Business Intelligence is Intelligent Business for Banks

By: Bryan Knops, Senior Consultant

Banks, like so many other organizations, are fundamentally built on data. So why do many of these institutions lack adequate tools to harness the power of this data?

From outside the financial industry looking in, banks appear to be nothing more than institutions built on money movement. And why not? Money is constantly coming and going in the form of deposits, withdrawals, loans, payments, etc. One might not realize it, but a checking account or even an individual’s entire life savings is simply a record in a database that is updated each time a transaction is made. Multiply this transaction by the thousands (or in some cases millions) of customers and multiply it again by the number of products and services offered by a bank, and you’ll realize that banks are sitting on a tremendous amount of data. So why do many of these institutions lack adequate tools to harness the power of this data?

“Business intelligence” (BI) is the process of unlocking advanced analytics and reporting capabilities and using them to help navigate a bank’s data to identify new opportunities, manage and mitigate risks, and make fact-based decisions. As the technology to access and analyze this data continues to advance, banks are realizing that they are sitting on a data gold mine! In fact, Forrester indicates that business intelligence has been listed as the top technology priority for CIOs across all industries for the last five years.

If BI is an unfamiliar concept, think about the popular website Mint.com. As a customer, your bank can now deliver the same financial analysis tools to the palm of your hand, on demand, or with each monthly statement.  More importantly, as a bank, imagine the opportunities available by having the same financial profiles across all your customers. This is just one example from a single data type that will likely play a significant role in how banks look to differentiate their offerings.
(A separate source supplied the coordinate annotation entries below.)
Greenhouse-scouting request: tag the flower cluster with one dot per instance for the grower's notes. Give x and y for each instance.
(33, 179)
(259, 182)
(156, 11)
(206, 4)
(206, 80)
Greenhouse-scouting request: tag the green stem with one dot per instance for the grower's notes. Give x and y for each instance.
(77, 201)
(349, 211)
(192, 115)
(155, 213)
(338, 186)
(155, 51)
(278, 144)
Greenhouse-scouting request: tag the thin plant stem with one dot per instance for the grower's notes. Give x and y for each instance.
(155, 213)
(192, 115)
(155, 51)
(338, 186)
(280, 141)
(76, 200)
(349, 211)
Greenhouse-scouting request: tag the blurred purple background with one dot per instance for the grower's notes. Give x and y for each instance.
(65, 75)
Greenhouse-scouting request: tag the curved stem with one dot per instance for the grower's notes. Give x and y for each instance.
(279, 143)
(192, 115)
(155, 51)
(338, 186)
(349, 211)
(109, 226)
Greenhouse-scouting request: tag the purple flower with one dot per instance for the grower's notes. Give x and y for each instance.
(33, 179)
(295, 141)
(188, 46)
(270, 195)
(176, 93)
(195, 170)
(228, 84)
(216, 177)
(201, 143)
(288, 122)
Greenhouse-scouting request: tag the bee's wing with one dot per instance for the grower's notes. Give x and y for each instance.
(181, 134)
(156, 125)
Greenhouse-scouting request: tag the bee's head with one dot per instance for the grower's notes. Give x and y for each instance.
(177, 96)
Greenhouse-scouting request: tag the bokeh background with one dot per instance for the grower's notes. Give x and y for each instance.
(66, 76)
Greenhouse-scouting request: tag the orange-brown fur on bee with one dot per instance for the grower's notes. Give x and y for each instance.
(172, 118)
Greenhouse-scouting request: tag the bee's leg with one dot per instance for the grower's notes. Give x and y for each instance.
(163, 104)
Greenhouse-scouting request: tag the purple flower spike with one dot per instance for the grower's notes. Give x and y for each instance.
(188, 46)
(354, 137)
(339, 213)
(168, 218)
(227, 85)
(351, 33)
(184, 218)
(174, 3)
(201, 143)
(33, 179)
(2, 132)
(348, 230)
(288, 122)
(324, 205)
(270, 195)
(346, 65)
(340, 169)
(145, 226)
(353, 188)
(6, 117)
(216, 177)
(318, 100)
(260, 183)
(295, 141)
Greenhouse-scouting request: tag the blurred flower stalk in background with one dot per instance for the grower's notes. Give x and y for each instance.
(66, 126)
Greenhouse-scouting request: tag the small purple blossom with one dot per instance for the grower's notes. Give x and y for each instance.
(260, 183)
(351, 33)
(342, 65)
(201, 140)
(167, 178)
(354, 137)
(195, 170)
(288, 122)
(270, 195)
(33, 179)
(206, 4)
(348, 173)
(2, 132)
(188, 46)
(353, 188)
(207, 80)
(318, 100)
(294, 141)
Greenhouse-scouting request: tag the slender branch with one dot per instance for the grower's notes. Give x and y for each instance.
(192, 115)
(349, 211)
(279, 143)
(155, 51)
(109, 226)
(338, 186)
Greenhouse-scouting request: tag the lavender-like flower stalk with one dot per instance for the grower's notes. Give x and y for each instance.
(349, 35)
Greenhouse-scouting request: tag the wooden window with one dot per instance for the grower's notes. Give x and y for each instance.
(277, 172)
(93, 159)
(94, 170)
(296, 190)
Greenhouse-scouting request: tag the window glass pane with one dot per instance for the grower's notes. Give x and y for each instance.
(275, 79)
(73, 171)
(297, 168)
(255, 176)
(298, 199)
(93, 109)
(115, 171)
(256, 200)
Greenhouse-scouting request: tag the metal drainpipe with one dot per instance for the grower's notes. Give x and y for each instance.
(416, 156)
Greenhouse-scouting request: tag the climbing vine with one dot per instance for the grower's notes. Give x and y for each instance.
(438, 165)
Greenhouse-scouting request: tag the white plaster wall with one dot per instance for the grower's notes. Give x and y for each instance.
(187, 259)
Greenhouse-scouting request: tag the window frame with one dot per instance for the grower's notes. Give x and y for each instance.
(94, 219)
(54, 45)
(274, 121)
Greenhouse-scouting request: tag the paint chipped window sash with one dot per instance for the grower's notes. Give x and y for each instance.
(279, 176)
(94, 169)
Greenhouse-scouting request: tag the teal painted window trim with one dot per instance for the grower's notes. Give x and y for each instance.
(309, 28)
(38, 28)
Turning today’s challenges into tomorrow’s opportunities

The economic landscape of the past few years has been challenging for everyone. With increased regulation and interest rates holding at historical lows (and likely to remain unchanged for an extended period of time), banks’ profit margins are being squeezed, in turn causing them to seek new sources of revenue and develop new methods for understanding and deepening their customer relationships.

Additionally, the banking industry has experienced considerable consolidation over the past few years. There are nearly half as many banks today as there were a decade ago due to mergers, acquisitions, and bank failures. This process has generally created substantial growth in the surviving institutions. Although the growth has benefited a number of banks, the acquiring institutions are finding it challenging to integrate systems, interpret their new data, and understand the impact to their existing portfolios.

On the other hand, banks that have developed their BI capabilities are experiencing a competitive advantage relative to their peers. The ability to do advanced analytics by combining data from disparate and unconnected data sources has unlocked the potential to better:

  • Identify cross-sell opportunities by providing a full view of a customer across all products
  • Determine customer and product level profitability and differentiate services based on this data
  • Evaluate portfolio concentration and exposure and run stress tests
  • Reduce costs of gathering, formatting, and distributing data across the organization
  • Put the right information in the right hands at the right time for improved decision making

Business intelligence technology continues to improve

Although BI is not a new concept, its recent growth in priority is partially due to new and advancing technology that makes BI more achievable, cost effective, and accessible to end users. Business intelligence vendors across the industry continue to step up their game and deliver powerful and robust solutions. With enhanced features focusing on data quality, master data, and metadata, banks are using BI as an opportunity to improve management over operations.

And demand for business intelligence solutions continue to grow

Business intelligence continues to remain a top focus for banking industry CIOs and executive teams. Across North America, we see banking clients looking at ways to transform data into a more powerful organizational asset. At a time where information is consistently growing in volume, variety, and complexity, information management has become a cornerstone to the success of these institutions. 

The size and complexity of current efforts have varied from powerful “out-of-the-box” solutions to full-scale “custom solutions” that transform organizations to be more data driven. Whether the problem is data quality and governance or analytics and reporting capabilities, banks are being proactive in acquiring  the tools and capabilities necessary to make fact-based decisions and refocus their attention from data gathering to data analysis.

Business intelligence tools: Preparing banks for the future

The ability to better serve banking customers by having timely and accurate information available is proving to be an invaluable asset, especially in a market where pricing is relatively flat across the industry. Now more than ever, banks need to focus on ways to differentiate their offerings and to understand and retain more profitable customers by plugging into customer relationship management (CRM) and other client-facing processes.

There is no question as to the value of a well-implemented BI platform. The investment in BI continues to separate institutions looking to maintain the status-quo from those looking to position themselves as industry leaders. This is further supported by Gartner research which indicates that over the next five years, organizations on the forefront of BI are likely to financially outperform their peers by 20 percent.

Implementing a reliable, single source of authoritative data demands buy-in from across the organization and will require collaboration between business and technology. With the obvious efficiency gains, banks are seeing a compelling business case for business intelligence solutions.

The potential to unlock new and valuable insights from organizational data continues to present an incredible opportunity to banks and other financial institutions.